Given an array of stock prices, find max profit with unlimited transactions. After selling, you must wait one day before buying again (cooldown).

Example
Input: prices = [1,2,3,0,2] Output: 3 // Buy day 0, sell day 2 (profit 2), cooldown day 3, buy day 3, sell day 4 (profit 2). Total=3.
Constraints
• 1 ≤ prices.length ≤ 5000 • 0 ≤ prices[i] ≤ 1000
02
Section Two · Approach 1

Recursion — O(2ⁿ)

At each day, decide: buy, sell, or skip. Track state (holding or not) and cooldown. Recurse on all choices.

Why it works

Explores every possible sequence of buy/sell/hold decisions.

Why we can do better
Problem: Overlapping subproblems. State-machine DP tracks three states per day in O(n) time, O(1) space.
Java — Recursive with memoization
class Solution { public int maxProfit(int[] prices) { return dfs(prices, 0, false, new HashMap<>()); } private int dfs(int[] p, int i, boolean hold, Map<String,Integer> memo) { if (i >= p.length) return 0; String key = i + "," + hold; if (memo.containsKey(key)) return memo.get(key); int skip = dfs(p, i+1, hold, memo); int act = hold ? p[i] + dfs(p, i+2, false, memo) // sell + cooldown : -p[i] + dfs(p, i+1, true, memo); // buy memo.put(key, Math.max(skip, act)); return Math.max(skip, act); } }
Python — Recursive with cache
from functools import lru_cache class Solution: def maxProfit(self, prices: list[int]) -> int: @lru_cache(maxsize=None) def dfs(i, hold): if i >= len(prices): return 0 skip = dfs(i+1, hold) if hold: act = prices[i] + dfs(i+2, False) else: act = -prices[i] + dfs(i+1, True) return max(skip, act) return dfs(0, False)
MetricValue
TimeO(n) with memo
SpaceO(n)
03
Section Three · Approach 2

State Machine DP — O(n) time, O(1) space

Three states: hold (own stock), sold (just sold, in cooldown), rest (no stock, free to buy). Transition daily between states.

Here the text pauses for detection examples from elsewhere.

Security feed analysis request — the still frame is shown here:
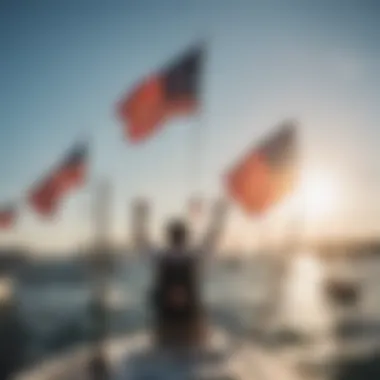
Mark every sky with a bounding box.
[0,0,380,252]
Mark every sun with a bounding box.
[296,172,339,219]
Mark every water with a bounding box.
[8,251,380,378]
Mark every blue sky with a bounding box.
[0,0,380,250]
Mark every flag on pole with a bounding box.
[28,143,88,216]
[226,123,298,214]
[117,46,203,143]
[0,205,17,230]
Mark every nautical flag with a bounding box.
[226,124,297,214]
[0,205,17,230]
[28,143,88,216]
[117,46,203,142]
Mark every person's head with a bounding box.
[166,219,189,247]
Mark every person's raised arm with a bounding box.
[200,198,229,256]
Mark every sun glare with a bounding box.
[297,173,338,218]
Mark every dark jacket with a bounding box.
[153,255,201,323]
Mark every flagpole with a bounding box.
[86,180,110,380]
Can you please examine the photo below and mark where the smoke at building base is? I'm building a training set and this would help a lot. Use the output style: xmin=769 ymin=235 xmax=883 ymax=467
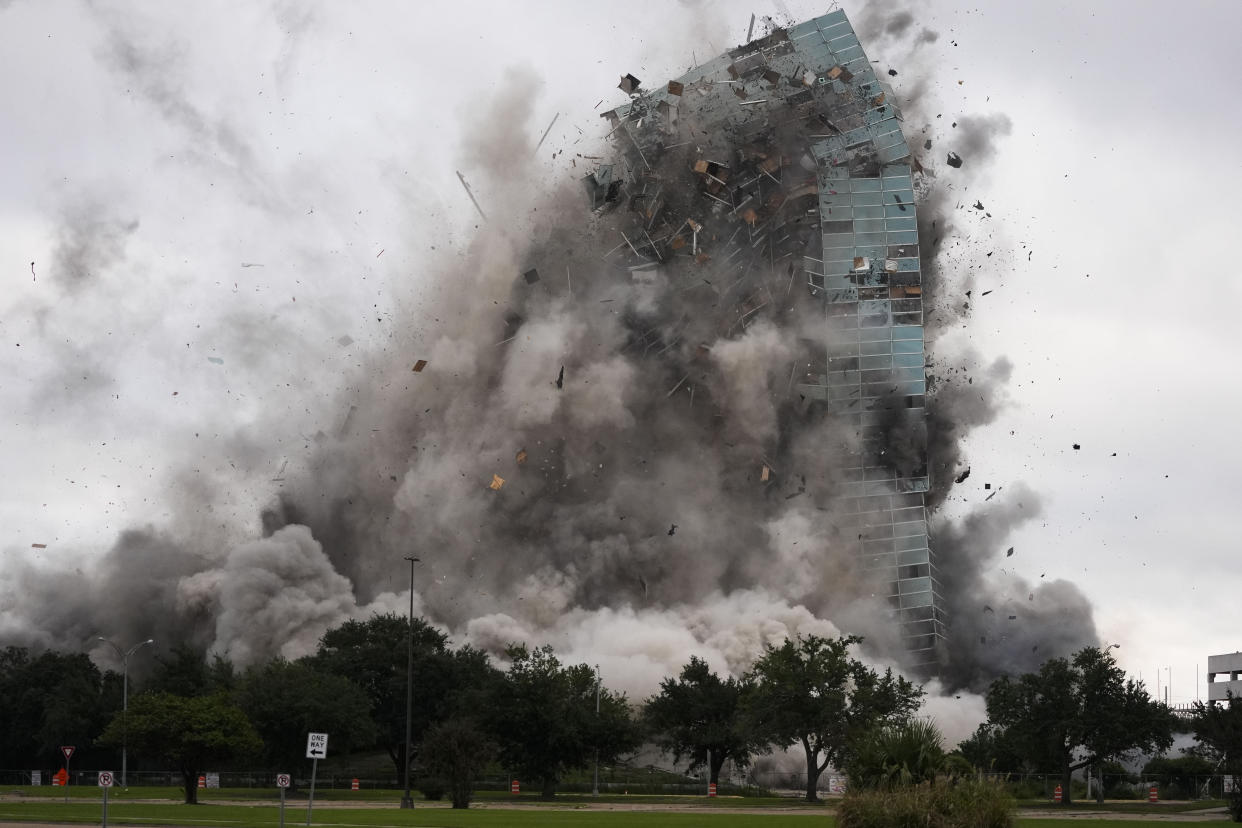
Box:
xmin=0 ymin=9 xmax=1094 ymax=705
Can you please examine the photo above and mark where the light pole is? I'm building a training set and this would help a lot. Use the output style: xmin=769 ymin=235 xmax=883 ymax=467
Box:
xmin=96 ymin=636 xmax=155 ymax=790
xmin=401 ymin=555 xmax=419 ymax=808
xmin=591 ymin=664 xmax=600 ymax=796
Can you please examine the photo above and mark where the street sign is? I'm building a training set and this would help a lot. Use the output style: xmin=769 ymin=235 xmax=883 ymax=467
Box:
xmin=307 ymin=734 xmax=328 ymax=758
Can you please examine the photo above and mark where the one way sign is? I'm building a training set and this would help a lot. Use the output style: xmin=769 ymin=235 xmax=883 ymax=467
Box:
xmin=307 ymin=734 xmax=328 ymax=758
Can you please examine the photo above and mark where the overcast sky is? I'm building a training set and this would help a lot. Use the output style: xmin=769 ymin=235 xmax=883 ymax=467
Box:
xmin=0 ymin=0 xmax=1242 ymax=715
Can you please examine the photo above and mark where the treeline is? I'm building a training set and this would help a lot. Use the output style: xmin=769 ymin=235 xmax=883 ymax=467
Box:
xmin=0 ymin=625 xmax=923 ymax=807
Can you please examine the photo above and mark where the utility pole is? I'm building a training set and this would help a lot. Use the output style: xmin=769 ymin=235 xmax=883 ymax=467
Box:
xmin=401 ymin=555 xmax=419 ymax=808
xmin=591 ymin=664 xmax=600 ymax=796
xmin=96 ymin=636 xmax=155 ymax=791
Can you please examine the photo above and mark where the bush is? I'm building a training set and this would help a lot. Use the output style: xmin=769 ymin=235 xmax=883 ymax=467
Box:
xmin=837 ymin=781 xmax=1013 ymax=828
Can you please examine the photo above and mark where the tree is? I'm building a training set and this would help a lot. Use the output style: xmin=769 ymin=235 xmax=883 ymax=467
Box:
xmin=488 ymin=647 xmax=641 ymax=799
xmin=643 ymin=655 xmax=754 ymax=782
xmin=1143 ymin=755 xmax=1216 ymax=799
xmin=746 ymin=636 xmax=923 ymax=802
xmin=0 ymin=647 xmax=120 ymax=767
xmin=237 ymin=658 xmax=376 ymax=770
xmin=1192 ymin=693 xmax=1242 ymax=822
xmin=987 ymin=647 xmax=1174 ymax=806
xmin=419 ymin=718 xmax=496 ymax=808
xmin=846 ymin=719 xmax=943 ymax=790
xmin=99 ymin=693 xmax=263 ymax=804
xmin=307 ymin=613 xmax=499 ymax=778
xmin=958 ymin=721 xmax=1025 ymax=773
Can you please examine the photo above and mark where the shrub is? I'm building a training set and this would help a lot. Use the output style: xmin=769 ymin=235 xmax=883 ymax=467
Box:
xmin=837 ymin=781 xmax=1013 ymax=828
xmin=846 ymin=719 xmax=943 ymax=788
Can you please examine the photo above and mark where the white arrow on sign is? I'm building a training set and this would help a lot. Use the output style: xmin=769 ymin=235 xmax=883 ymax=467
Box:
xmin=307 ymin=734 xmax=328 ymax=758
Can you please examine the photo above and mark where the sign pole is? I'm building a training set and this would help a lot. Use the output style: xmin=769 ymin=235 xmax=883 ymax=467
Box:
xmin=307 ymin=757 xmax=319 ymax=826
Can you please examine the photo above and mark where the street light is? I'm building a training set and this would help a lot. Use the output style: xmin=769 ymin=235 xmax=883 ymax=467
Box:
xmin=96 ymin=636 xmax=155 ymax=790
xmin=401 ymin=555 xmax=419 ymax=808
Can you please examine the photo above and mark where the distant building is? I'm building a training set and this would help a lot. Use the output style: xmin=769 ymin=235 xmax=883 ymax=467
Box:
xmin=1207 ymin=653 xmax=1242 ymax=701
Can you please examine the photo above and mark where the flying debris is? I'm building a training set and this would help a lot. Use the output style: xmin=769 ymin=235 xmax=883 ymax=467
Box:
xmin=617 ymin=74 xmax=641 ymax=94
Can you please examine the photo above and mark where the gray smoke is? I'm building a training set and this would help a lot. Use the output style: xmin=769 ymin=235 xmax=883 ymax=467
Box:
xmin=48 ymin=196 xmax=138 ymax=292
xmin=935 ymin=484 xmax=1099 ymax=691
xmin=0 ymin=9 xmax=1090 ymax=693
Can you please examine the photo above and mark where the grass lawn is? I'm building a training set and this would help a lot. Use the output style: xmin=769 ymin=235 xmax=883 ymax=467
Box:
xmin=0 ymin=797 xmax=833 ymax=828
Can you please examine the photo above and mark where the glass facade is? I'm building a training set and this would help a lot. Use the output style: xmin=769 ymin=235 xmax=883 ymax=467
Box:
xmin=789 ymin=11 xmax=948 ymax=664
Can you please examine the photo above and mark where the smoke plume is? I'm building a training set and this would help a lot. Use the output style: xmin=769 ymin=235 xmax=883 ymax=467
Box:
xmin=7 ymin=4 xmax=1094 ymax=715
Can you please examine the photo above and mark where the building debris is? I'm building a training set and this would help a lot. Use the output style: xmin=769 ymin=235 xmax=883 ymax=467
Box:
xmin=455 ymin=170 xmax=487 ymax=221
xmin=530 ymin=112 xmax=560 ymax=155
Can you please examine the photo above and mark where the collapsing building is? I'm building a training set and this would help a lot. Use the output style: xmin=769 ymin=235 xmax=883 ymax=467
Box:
xmin=585 ymin=11 xmax=948 ymax=667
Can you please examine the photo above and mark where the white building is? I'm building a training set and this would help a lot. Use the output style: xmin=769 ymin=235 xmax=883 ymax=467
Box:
xmin=1207 ymin=653 xmax=1242 ymax=701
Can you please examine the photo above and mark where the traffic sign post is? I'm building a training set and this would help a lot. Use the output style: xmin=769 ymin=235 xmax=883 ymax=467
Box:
xmin=299 ymin=734 xmax=328 ymax=826
xmin=276 ymin=773 xmax=291 ymax=828
xmin=99 ymin=771 xmax=112 ymax=828
xmin=61 ymin=745 xmax=73 ymax=802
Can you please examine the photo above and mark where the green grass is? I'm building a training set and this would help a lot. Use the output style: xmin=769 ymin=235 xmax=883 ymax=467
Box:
xmin=1015 ymin=818 xmax=1233 ymax=828
xmin=0 ymin=799 xmax=833 ymax=828
xmin=0 ymin=788 xmax=1228 ymax=828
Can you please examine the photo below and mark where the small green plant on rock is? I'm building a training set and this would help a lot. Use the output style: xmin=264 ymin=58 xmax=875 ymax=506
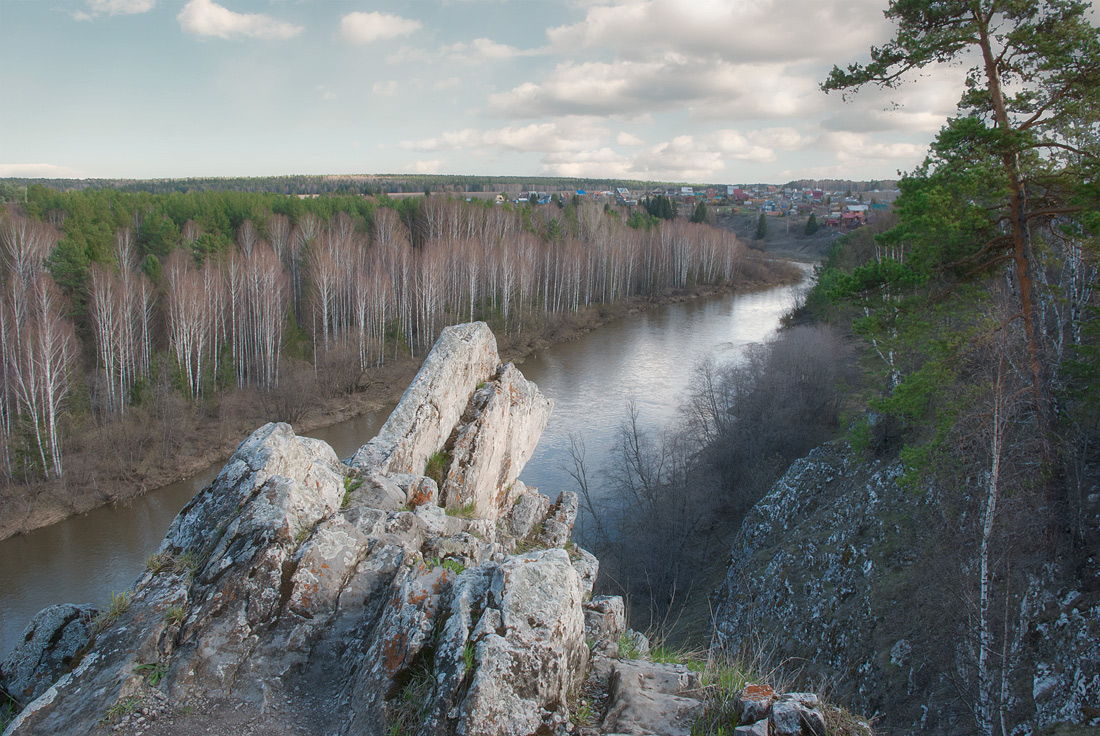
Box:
xmin=164 ymin=605 xmax=187 ymax=626
xmin=340 ymin=475 xmax=363 ymax=509
xmin=172 ymin=550 xmax=199 ymax=580
xmin=619 ymin=633 xmax=641 ymax=659
xmin=442 ymin=558 xmax=466 ymax=575
xmin=424 ymin=450 xmax=451 ymax=487
xmin=462 ymin=641 xmax=474 ymax=672
xmin=447 ymin=501 xmax=477 ymax=519
xmin=386 ymin=656 xmax=435 ymax=736
xmin=96 ymin=591 xmax=130 ymax=631
xmin=0 ymin=688 xmax=20 ymax=734
xmin=145 ymin=552 xmax=172 ymax=574
xmin=103 ymin=697 xmax=139 ymax=723
xmin=134 ymin=662 xmax=168 ymax=688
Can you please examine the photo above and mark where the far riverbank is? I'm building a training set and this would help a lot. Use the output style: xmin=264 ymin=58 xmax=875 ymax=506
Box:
xmin=0 ymin=256 xmax=802 ymax=540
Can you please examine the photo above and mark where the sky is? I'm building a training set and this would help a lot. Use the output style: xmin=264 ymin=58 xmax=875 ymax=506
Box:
xmin=0 ymin=0 xmax=1064 ymax=184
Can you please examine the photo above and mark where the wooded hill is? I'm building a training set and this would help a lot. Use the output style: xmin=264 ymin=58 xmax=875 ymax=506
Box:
xmin=0 ymin=186 xmax=743 ymax=482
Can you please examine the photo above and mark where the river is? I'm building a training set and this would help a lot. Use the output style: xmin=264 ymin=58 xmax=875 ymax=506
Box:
xmin=0 ymin=267 xmax=809 ymax=658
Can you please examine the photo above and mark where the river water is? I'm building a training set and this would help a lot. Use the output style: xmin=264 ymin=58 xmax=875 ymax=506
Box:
xmin=0 ymin=273 xmax=803 ymax=659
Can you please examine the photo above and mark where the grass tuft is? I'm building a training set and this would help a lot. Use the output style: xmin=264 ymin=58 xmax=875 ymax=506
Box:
xmin=95 ymin=591 xmax=130 ymax=631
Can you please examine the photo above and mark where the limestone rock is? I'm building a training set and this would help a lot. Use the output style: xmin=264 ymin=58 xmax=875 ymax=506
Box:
xmin=602 ymin=660 xmax=703 ymax=736
xmin=734 ymin=684 xmax=777 ymax=724
xmin=349 ymin=322 xmax=501 ymax=475
xmin=768 ymin=693 xmax=825 ymax=736
xmin=503 ymin=481 xmax=550 ymax=539
xmin=0 ymin=603 xmax=96 ymax=703
xmin=424 ymin=549 xmax=587 ymax=736
xmin=584 ymin=595 xmax=626 ymax=655
xmin=4 ymin=325 xmax=602 ymax=736
xmin=440 ymin=363 xmax=553 ymax=518
xmin=538 ymin=491 xmax=580 ymax=547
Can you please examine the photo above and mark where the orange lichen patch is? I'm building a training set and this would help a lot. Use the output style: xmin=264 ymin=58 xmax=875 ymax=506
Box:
xmin=382 ymin=631 xmax=408 ymax=674
xmin=409 ymin=486 xmax=431 ymax=506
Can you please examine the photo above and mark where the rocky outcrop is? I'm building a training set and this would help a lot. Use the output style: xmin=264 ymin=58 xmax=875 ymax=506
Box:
xmin=0 ymin=325 xmax=844 ymax=736
xmin=713 ymin=444 xmax=1100 ymax=736
xmin=0 ymin=325 xmax=594 ymax=735
xmin=0 ymin=603 xmax=97 ymax=703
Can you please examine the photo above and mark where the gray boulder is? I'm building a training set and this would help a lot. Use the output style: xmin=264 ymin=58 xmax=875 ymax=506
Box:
xmin=602 ymin=660 xmax=703 ymax=736
xmin=0 ymin=603 xmax=96 ymax=703
xmin=4 ymin=325 xmax=597 ymax=736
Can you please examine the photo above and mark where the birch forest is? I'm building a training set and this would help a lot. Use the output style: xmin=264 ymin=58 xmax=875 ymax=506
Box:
xmin=0 ymin=187 xmax=743 ymax=484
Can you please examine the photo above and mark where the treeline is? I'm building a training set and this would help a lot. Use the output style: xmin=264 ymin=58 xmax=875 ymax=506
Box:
xmin=0 ymin=174 xmax=671 ymax=200
xmin=0 ymin=187 xmax=743 ymax=481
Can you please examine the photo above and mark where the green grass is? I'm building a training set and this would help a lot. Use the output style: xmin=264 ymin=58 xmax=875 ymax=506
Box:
xmin=164 ymin=605 xmax=187 ymax=625
xmin=462 ymin=641 xmax=474 ymax=672
xmin=103 ymin=697 xmax=140 ymax=723
xmin=424 ymin=450 xmax=451 ymax=487
xmin=145 ymin=552 xmax=172 ymax=573
xmin=386 ymin=658 xmax=435 ymax=736
xmin=340 ymin=475 xmax=363 ymax=510
xmin=172 ymin=550 xmax=199 ymax=580
xmin=134 ymin=662 xmax=168 ymax=688
xmin=96 ymin=591 xmax=130 ymax=631
xmin=619 ymin=633 xmax=641 ymax=659
xmin=0 ymin=689 xmax=21 ymax=734
xmin=447 ymin=501 xmax=477 ymax=519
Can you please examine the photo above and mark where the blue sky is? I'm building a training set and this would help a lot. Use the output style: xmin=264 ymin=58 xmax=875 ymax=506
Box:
xmin=0 ymin=0 xmax=1051 ymax=183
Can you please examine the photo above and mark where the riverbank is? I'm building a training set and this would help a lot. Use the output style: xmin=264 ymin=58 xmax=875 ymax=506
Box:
xmin=0 ymin=257 xmax=802 ymax=539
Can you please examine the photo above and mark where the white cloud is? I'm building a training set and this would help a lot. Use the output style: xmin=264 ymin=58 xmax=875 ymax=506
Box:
xmin=0 ymin=164 xmax=84 ymax=179
xmin=371 ymin=79 xmax=397 ymax=97
xmin=404 ymin=158 xmax=446 ymax=174
xmin=73 ymin=0 xmax=156 ymax=21
xmin=539 ymin=147 xmax=630 ymax=178
xmin=471 ymin=39 xmax=524 ymax=59
xmin=488 ymin=52 xmax=824 ymax=120
xmin=176 ymin=0 xmax=303 ymax=39
xmin=398 ymin=120 xmax=607 ymax=153
xmin=88 ymin=0 xmax=156 ymax=15
xmin=547 ymin=0 xmax=889 ymax=64
xmin=748 ymin=128 xmax=815 ymax=151
xmin=340 ymin=12 xmax=424 ymax=44
xmin=708 ymin=130 xmax=776 ymax=164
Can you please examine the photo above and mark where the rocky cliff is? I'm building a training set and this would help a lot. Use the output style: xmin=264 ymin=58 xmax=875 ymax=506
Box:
xmin=713 ymin=444 xmax=1100 ymax=735
xmin=0 ymin=323 xmax=774 ymax=736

💡 Mental model: Imagine a traffic light with three states. Green (rest) = free to buy. Yellow (hold) = holding stock, waiting for the right sell price. Red (sold) = just sold, mandatory 1-day cooldown. Each day you transition: Green→Yellow (buy), Yellow→Red (sell), Red→Green (cooldown over). You track the best profit in each state.
Algorithm
  • hold = -prices[0] (bought on day 0), sold = 0, rest = 0.
  • Each day: newHold = max(hold, rest - price), newSold = hold + price, newRest = max(rest, sold).
  • Return max(sold, rest) — you shouldn't end holding stock.
🎯 When to recognize this pattern: "Buy/sell stock with constraints (cooldown, fee, k transactions)." Model each constraint as a state. LC 121 (1 transaction), LC 122 (unlimited), LC 123 (at most 2), LC 188 (at most k), LC 714 (with fee). The state machine framework unifies them all.
Why three states suffice: At any point you're either holding (can sell or hold), just sold (forced to rest), or resting (can buy or rest). These three cover all legal positions. Cooldown is enforced by making "sold" transition to "rest" (not directly back to "hold").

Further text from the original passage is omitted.